Avoir la prétention de faire un meilleur thé que les Chinois, ce n’est pas possible ! Pendant les 5 prochaines années, on sera dans l’expérimentation agricole, on va essayer de faire grandir des théiers. Les 5 années suivantes, on sera dans l’expérimentation du travail des feuilles de thé. On a un joli programme pour les 10 prochaines années ! C’est un projet de vie.
La Fabrikathé produit également des plantes aromatiques et médicinales ?
Oui ! On a mis en terre 14 000 plantes. Le climat de Roanne ressemble de plus en plus à celui d’Avignon… On peut très bien planter de la lavande, du romarin, de la verveine, de la menthe dans la Loire. Elles nous servent pour nos infusions et notre marque d’épices. On emploie 5 collaborateurs ouvriers agricoles dont 3 CDI à plein temps à l’année. Ils sont associés dans notre SARL agricole. On souhaiterait que 20 % de nos plantes soient issues de notre plantation pour des raisons d’impact carbone et de qualité.
Qu’est-ce que vous garantissez aux clients de la Fabrikathé ?
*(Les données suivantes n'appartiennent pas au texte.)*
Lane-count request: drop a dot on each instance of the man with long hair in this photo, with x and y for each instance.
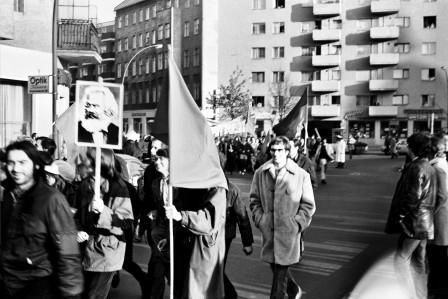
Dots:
(40, 256)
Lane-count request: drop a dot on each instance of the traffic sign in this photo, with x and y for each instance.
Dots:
(39, 84)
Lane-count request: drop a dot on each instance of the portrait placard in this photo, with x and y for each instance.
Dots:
(99, 114)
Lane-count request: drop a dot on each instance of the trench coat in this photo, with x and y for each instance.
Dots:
(282, 209)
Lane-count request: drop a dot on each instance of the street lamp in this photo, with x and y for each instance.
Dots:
(156, 46)
(445, 70)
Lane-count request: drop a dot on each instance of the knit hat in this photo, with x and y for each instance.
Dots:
(66, 170)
Nos produits et notre atelier sont certifiés Ecocert, un label de l’agriculture biologique. Comme on assemble nos thés, ça demande une traçabilité depuis chaque producteur. On a même aidé certains de nos producteurs à se faire certifier bio, à Madagascar par exemple.
Quel type d’arômes utilisez-vous dans vos assemblages ?
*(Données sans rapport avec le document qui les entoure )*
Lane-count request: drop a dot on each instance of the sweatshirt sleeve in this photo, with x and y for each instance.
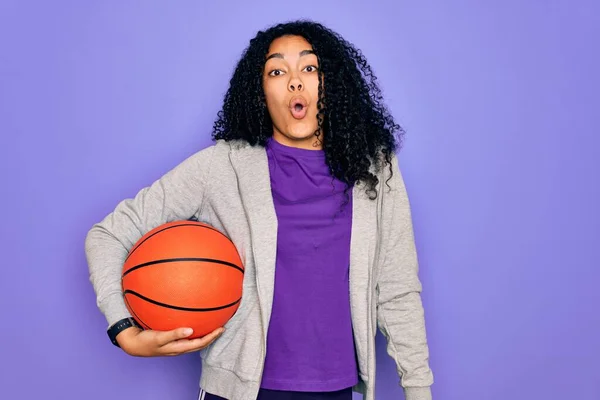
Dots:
(400, 313)
(177, 195)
L’aromatisation n’est pas un gros mot chez nous. On a travaillé avec un ingénieur aromaticien qui avait une petite société familiale à Grasse. Il nous a aidés à racheter sa société en 2019. On n’utilise pas d’arômes de synthèse. Dans un thé industriel, il peut y avoir jusqu’à 10/12 % d’aromatisation. Nous, on va utiliser 0,5 % d’une huile essentielle de bergamote bio. On ajoute de vrais fruits, des épices… Il faut savoir que 70 % de nos recettes ne contiennent pas d’arômes.
Quelle est votre gamme de prix ?
On se situe au même niveau que les industriels haut de gamme. On y arrive en limitant les intermédiaires – un intermédiaire au maximum – et en dépensant très peu d’argent dans le marketing et la communication. Il faut compter entre 6 et 12 euros pour 100 g d’un thé basique assemblé. Il n’y a pas de limites pour les grands crus, ça peut grimper à 40 euros les 50 g. Les infusions sont vendues entre 8 et 14 euros les 100 g.
Même vos emballages sont locaux !
En effet, nous sommes passés à des sachets fabriqués en Isère, avec un revêtement intérieur à base de résineux qui vient de Haute-Loire.
Où peut-on trouver vos produits ?
Dans nos boutiques : 354 route de Roanne à Pouilly-les-Nonains, 15 rue de la Charité à Lyon et sur notre site internet. De plus, 180 revendeurs distribuent notre marque en France et en Europe.